The Fifth International Symposium of Comparative Research on Major Regional Powers in Eurasia
“Alliances and Borders in the Making and Unmaking of Regional Powers”


Report by David Wolff (Slavic Research Center)


  On July 7-8, 2011, the Slavic Research Center hosted a Summer Symposium on “Alliances and Borders in the Making and Unmaking of Regional Powers.” With support from the New Academic Knowledge Project on “Comparative Research on Major Regional Powers in Eurasia” (Tabata Shinichiro, Head), the Global Center of Excellence on “Reshaping Japan’s Border Studies” (Iwashita Akihiro, Head) and A-level JSPS Research Project on “The Cold War in Northeast Asia” (David Wolff, Head), the Symposium brought together an international group of experts to commemorate both the 60th anniversary of the US-Japan Treaty and Alliance and the 20th anniversary of the end of the Soviet Union. One event was the most significant step in defining Cold War alliances and borders in Asia. The other was the defining event in reshaping contemporary Europe.

  The vision of two empires battling over Europe and Asia has been enshrined in the canon of the Cold War, but reality was often more complex than this simple geometry. The very process of concluding an agreement could contain within it the seeds of future disagreements. The secret clauses of the Sino-Soviet agreement of 1950 made Mao bitter forever against Stalin and other “new Tsars.” The US-Japan alliance bargain of the following year with its implicit trade of bases for security umbrella, together with the relevant clauses of the “MacArthur Constitution,” made it possible for the Japanese to avoid the costs of rearmament, although the US later complained. In the Sino-Soviet and US-Japan cases, the economic promises that accompanied security treaties also led to long-term recriminations. In hindsight, it seems apparent that intended asymmetries, the heart of the deal, could over time lead to perceived inequalities and alliance demise.

  Just as important, alliances were almost always against an enemy, creating a hidden triangle, also at the heart of the deal. Thus, any change by either ally, even the most desirable lessening of tension with the enemy, could lead to fears of betrayal, the risk of a “separate peace.” It is in these terms that American reaction to Japanese parliamentary visits to China in the 1950s and the American opening to China in the 1970s must be analyzed.

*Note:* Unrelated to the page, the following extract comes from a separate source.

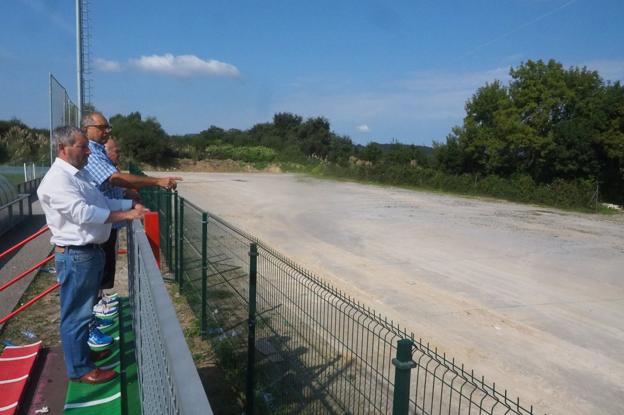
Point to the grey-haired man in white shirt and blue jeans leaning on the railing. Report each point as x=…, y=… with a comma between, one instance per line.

  Borders are often just as baffling. With Cold War putting the brakes on all out war, border clashes, along with partisan warfare, clandestine operations, “public diplomacy” and various other forms of “lesser war,” truly politics by other means in Clausewitz’s classic formulation, took the field. The Sino-Soviet border, the world’s longest, served briefly for friendship, but more enduringly as a great divide. Border conflicts, relatively minor bloodlettings, often reveal the hidden triangles underlying fragile alliances. Thus, the 1959 and 1962 Sino-Indian clashes soon became a factor in the death of the Sino-Soviet alliance and the weakening of Nehru’s cherished vision of non-alignment, the “anti-alliance” path. The 1969 Sino-Soviet border clashes along the Ussuri and in Xinjiang were China’s clear signal to the US that one alliance was over and another could begin.

  From Stalin to Deng, from Nixon to Nakasone, the conundrums of border and alliance were leveraged by the statesmen of our age in attempts to build or thwart regional hegemony. As often as not, strategies and plans backfired, but the basic configurations still hold, glued together by communal interests from the past and shared fears of the future. It is the very stuff of which regional powers are made. All this, and more, was presented and discussed during two exciting days in Sapporo. A forthcoming issue of the GCOE’s Eurasian Border Review will feature these papers.